One reformed addict gave evidence about how Liaqat Khan, of Meldon Way, Horton Bank Top, had helped to transform his life.

James Booth told Bradford Crown Court: “He has been like a big brother, stood over my shoulder giving me the confidence to say no and do other things.”

Mr Booth said he had been drug-free for nine months. He said Khan “seemed to have the answers I was looking for”.

The court heard that Khan, 37, who had previous convictions for drug dealing and in 2013 was sentenced to five years’ imprisonment for possessing class A drugs with intent to supply, was also the primary carer for his dying mother.

Recorder Eric Elliott QC told Khan, who pleaded guilty to one offence of possessing cocaine with intent to supply, he felt able to take a “wholly exceptional course”.

Sentencing him to two years’ imprisonment suspended for two years, and ordering him to carry out 200 hours of unpaid community work, he said: “There are certain cases – and I feel this is one of them – which go outside of sentencing guidelines.

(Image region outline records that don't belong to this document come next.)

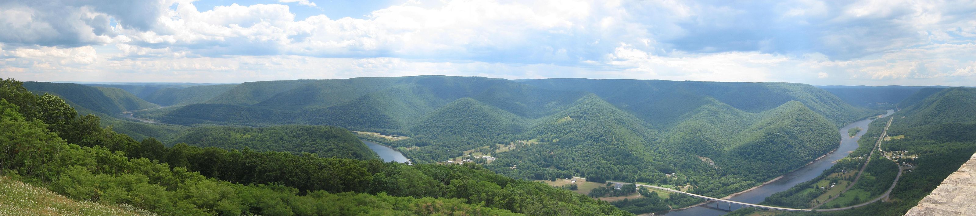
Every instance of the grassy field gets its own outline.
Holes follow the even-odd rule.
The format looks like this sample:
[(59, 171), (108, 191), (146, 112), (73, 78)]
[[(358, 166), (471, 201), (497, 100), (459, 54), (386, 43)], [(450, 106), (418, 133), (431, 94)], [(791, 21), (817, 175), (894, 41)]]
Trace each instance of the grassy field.
[[(584, 181), (583, 179), (580, 179), (580, 178), (575, 178), (575, 179), (576, 179), (576, 183), (575, 184), (577, 185), (577, 190), (573, 191), (573, 192), (579, 193), (581, 195), (589, 195), (590, 191), (592, 191), (594, 188), (597, 188), (597, 187), (605, 185), (605, 184), (596, 183), (596, 182)], [(559, 178), (559, 179), (556, 179), (555, 181), (537, 180), (537, 182), (543, 182), (543, 183), (546, 183), (548, 185), (555, 186), (555, 187), (563, 186), (563, 185), (568, 185), (568, 184), (573, 184), (572, 181), (571, 181), (571, 179), (564, 179), (564, 178)], [(642, 183), (637, 183), (637, 184), (642, 184)], [(661, 198), (668, 198), (671, 196), (670, 193), (668, 193), (668, 192), (666, 192), (664, 190), (653, 189), (653, 188), (646, 188), (646, 189), (648, 189), (648, 190), (650, 190), (652, 192), (657, 192), (658, 193), (658, 197), (660, 197)], [(630, 194), (630, 195), (627, 195), (627, 196), (621, 196), (621, 197), (598, 198), (597, 199), (605, 200), (605, 201), (616, 201), (616, 200), (621, 200), (621, 199), (624, 199), (624, 198), (641, 198), (640, 193), (632, 193), (632, 194)]]
[(0, 215), (153, 215), (128, 205), (78, 201), (0, 177)]
[[(857, 175), (856, 171), (847, 172), (846, 174), (843, 174), (842, 176), (841, 176), (841, 173), (834, 172), (834, 173), (831, 173), (831, 175), (828, 175), (827, 178), (841, 177), (841, 179), (843, 179), (844, 177), (852, 177), (852, 176), (855, 176), (855, 175)], [(819, 204), (819, 203), (821, 203), (823, 201), (826, 201), (827, 199), (830, 199), (830, 198), (837, 197), (837, 195), (840, 195), (840, 192), (843, 191), (845, 188), (847, 188), (847, 186), (849, 186), (850, 184), (851, 184), (851, 181), (847, 181), (847, 180), (837, 181), (837, 185), (836, 186), (834, 186), (834, 188), (831, 188), (830, 190), (828, 190), (827, 193), (824, 193), (820, 197), (817, 197), (816, 198), (814, 198), (813, 200), (811, 200), (811, 202), (814, 205), (816, 205), (816, 204)], [(820, 188), (820, 187), (830, 188), (831, 187), (831, 181), (829, 181), (829, 180), (821, 180), (820, 182), (817, 182), (814, 185), (817, 188)], [(808, 190), (813, 190), (813, 189), (808, 189)]]
[(843, 195), (840, 195), (840, 198), (834, 198), (834, 200), (831, 200), (831, 202), (827, 202), (827, 204), (821, 205), (820, 208), (849, 206), (851, 205), (851, 200), (855, 198), (857, 198), (858, 201), (854, 202), (862, 203), (871, 200), (872, 198), (869, 198), (870, 195), (871, 195), (870, 193), (861, 189), (851, 189), (850, 191), (847, 191)]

“I accept this matter is an isolated aberration. In light of all I have heard about you and the way you have tried to refocus your life, it seems to me it is going to be in the interest of the public to take this course.”

Prosecutor Clare Walsh said police saw Khan driving a Volkswagen Jetta in convoy with a black BMW X5, at 6.20pm on June 3. He parked outside an address in Cutler Heights Lane. He was found to be in possession of two bags of cocaine with a potential street value of £2,630.

Khan, who was on licence for the previous drugs offence, pleaded guilty on a basis that he and his friends pooled their money to buy better drugs at a cheap rate. It was not intended to sell them on.

His barrister, Nigel Edwards, said he was “assisting others, that’s what he wants to do”.

Khan was the primary carer for his mother, who had terminal cancer. But on the night he was stopped, things had got on top of him and he had gone on a “bender” with friends.